= Narrow class group =

In algebraic number theory, the narrow class group of a number field K is a refinement of the class group of K that takes into account some information about embeddings of K into the field of real numbers.

== Formal definition ==

Suppose that K is a finite extension of Q. Recall that the ordinary class group of K is defined as the quotient
$C_K = I_K / P_K,\,$
where I_{K} is the group of fractional ideals of K, and P_{K} is the subgroup of principal fractional ideals of K, that is, ideals of the form aO_{K} where a is an element of K.

The narrow class group is defined to be the quotient
$C_K^+ = I_K / P_K^+,$
where now P_{K}^{+} is the group of totally positive principal fractional ideals of K; that is, ideals of the form aO_{K} where a is an element of K such that σ(a) is positive for every embedding
$\sigma : K \to \mathbb{R}.$

== Uses ==

The narrow class group features prominently in the theory of representing integers by quadratic forms. An example is the following result (Fröhlich and Taylor, Chapter V, Theorem 1.25).

Theorem. Suppose that $K = \mathbb{Q}(\sqrt{d}\,),$ where d is a square-free integer, and that the narrow class group of K is trivial. Suppose that
$\{ \omega_1, \omega_2 \}\,\!$
is a basis for the ring of integers of K. Define a quadratic form
 $q_K(x,y) = N_{K/\mathbb{Q}}(\omega_1 x + \omega_2 y)$,
where N_{K/Q} is the norm. Then a prime number p is of the form
 $p = q_K(x,y)\,$
for some integers x and y if and only if either
 $p \mid d_K\,\!,$
or
 $p = 2 \quad \mbox{ and } \quad d_K \equiv 1 \pmod 8,$
or
 $p > 2 \quad \mbox{ and} \quad \left(\frac {d_K} p\right) = 1,$
where d_{K} is the discriminant of K, and
$\left(\frac ab\right)$
denotes the Legendre symbol.

=== Examples ===

For example, one can prove that the quadratic fields Q(√−1), Q(√2), Q(√−3) all have trivial narrow class group. Then, by choosing appropriate bases for the integers of each of these fields, the above theorem implies the following:
- A prime p is of the form p = x^{2} + y^{2} for integers x and y if and only if
$p = 2 \quad \mbox{or} \quad p \equiv 1 \pmod 4.$
 (This is known as Fermat's theorem on sums of two squares.)
- A prime p is of the form p = x^{2} − 2y^{2} for integers x and y if and only if
$p = 2 \quad \mbox{or} \quad p \equiv 1, 7 \pmod 8.$
- A prime p is of the form p = x^{2} − xy + y^{2} for integers x and y if and only if
$p = 3 \quad \mbox{or} \quad p \equiv 1 \pmod 3.$ (cf. Eisenstein prime)

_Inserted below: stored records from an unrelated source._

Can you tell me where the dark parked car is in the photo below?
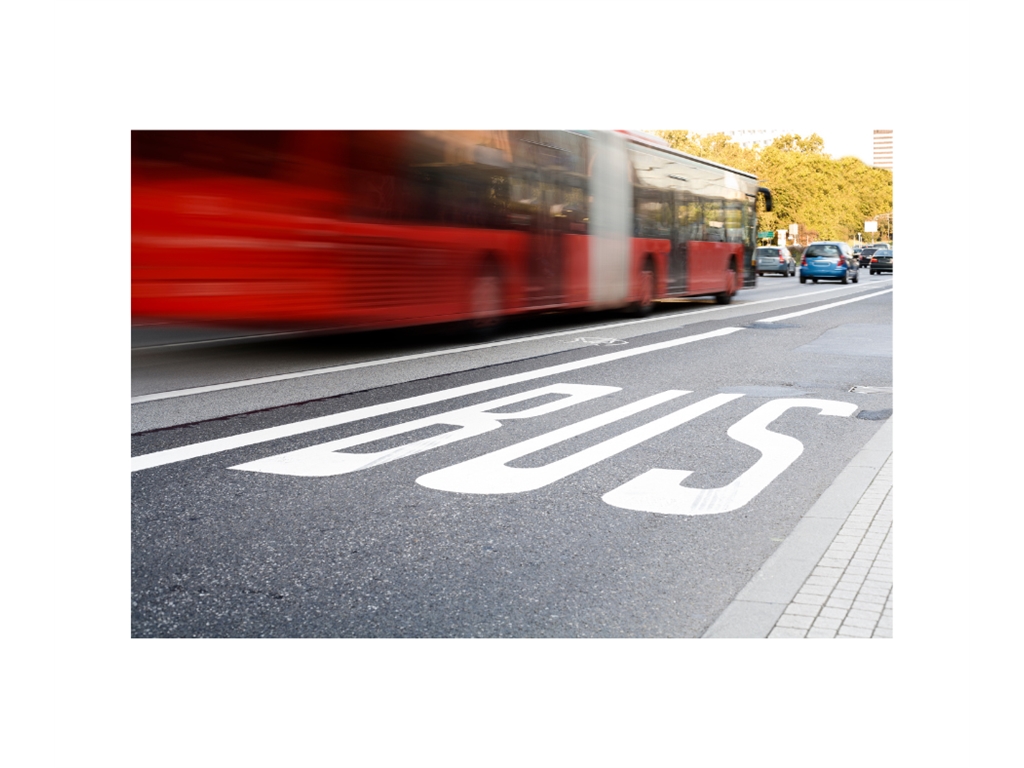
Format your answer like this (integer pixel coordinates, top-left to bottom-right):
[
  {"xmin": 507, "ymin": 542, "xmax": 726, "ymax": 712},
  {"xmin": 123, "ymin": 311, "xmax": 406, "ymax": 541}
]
[
  {"xmin": 858, "ymin": 245, "xmax": 885, "ymax": 266},
  {"xmin": 868, "ymin": 248, "xmax": 893, "ymax": 274},
  {"xmin": 800, "ymin": 241, "xmax": 860, "ymax": 285},
  {"xmin": 754, "ymin": 246, "xmax": 797, "ymax": 278}
]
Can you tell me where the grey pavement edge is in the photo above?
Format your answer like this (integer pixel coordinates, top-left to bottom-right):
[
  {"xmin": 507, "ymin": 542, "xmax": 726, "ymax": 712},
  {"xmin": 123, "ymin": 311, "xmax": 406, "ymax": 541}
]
[{"xmin": 702, "ymin": 417, "xmax": 893, "ymax": 638}]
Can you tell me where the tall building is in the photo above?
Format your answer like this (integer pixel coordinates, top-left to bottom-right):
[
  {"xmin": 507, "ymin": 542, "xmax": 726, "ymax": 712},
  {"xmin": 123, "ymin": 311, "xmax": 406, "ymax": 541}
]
[{"xmin": 872, "ymin": 129, "xmax": 893, "ymax": 171}]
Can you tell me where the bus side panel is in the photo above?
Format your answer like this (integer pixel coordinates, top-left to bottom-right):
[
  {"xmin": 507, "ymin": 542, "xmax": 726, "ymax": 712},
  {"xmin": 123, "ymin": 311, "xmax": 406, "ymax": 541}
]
[
  {"xmin": 630, "ymin": 238, "xmax": 672, "ymax": 301},
  {"xmin": 588, "ymin": 132, "xmax": 633, "ymax": 309},
  {"xmin": 561, "ymin": 234, "xmax": 592, "ymax": 306}
]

An example that illustrates the difference between the narrow class group and the usual class group is the case of Q(√6). This has trivial class group, but its narrow class group has order 2. Because the class group is trivial, the following statement is true:
- A prime p or its inverse −p is of the form ± p = x^{2} − 6y^{2} for integers x and y if and only if
$p = 2 \quad \mbox{or} \quad p = 3 \quad \mbox{or} \quad \left(\frac{6}{p}\right)=1.$

However, this statement is false if we focus only on p and not −p (and is in fact even false for p = 2), because the narrow class group is nontrivial. The statement that classifies the positive p is the following:
- A prime p is of the form p = x^{2} − 6y^{2} for integers x and y if and only if p = 3 or
$\left(\frac{6}{p}\right)=1 \quad \mbox{and}\quad \left(\frac{-2}{p}\right)=1.$

(Whereas the first statement allows primes $p \equiv 1, 5, 19, 23 \pmod {24}$, the second only allows primes $p \equiv 1, 19 \pmod {24}$.)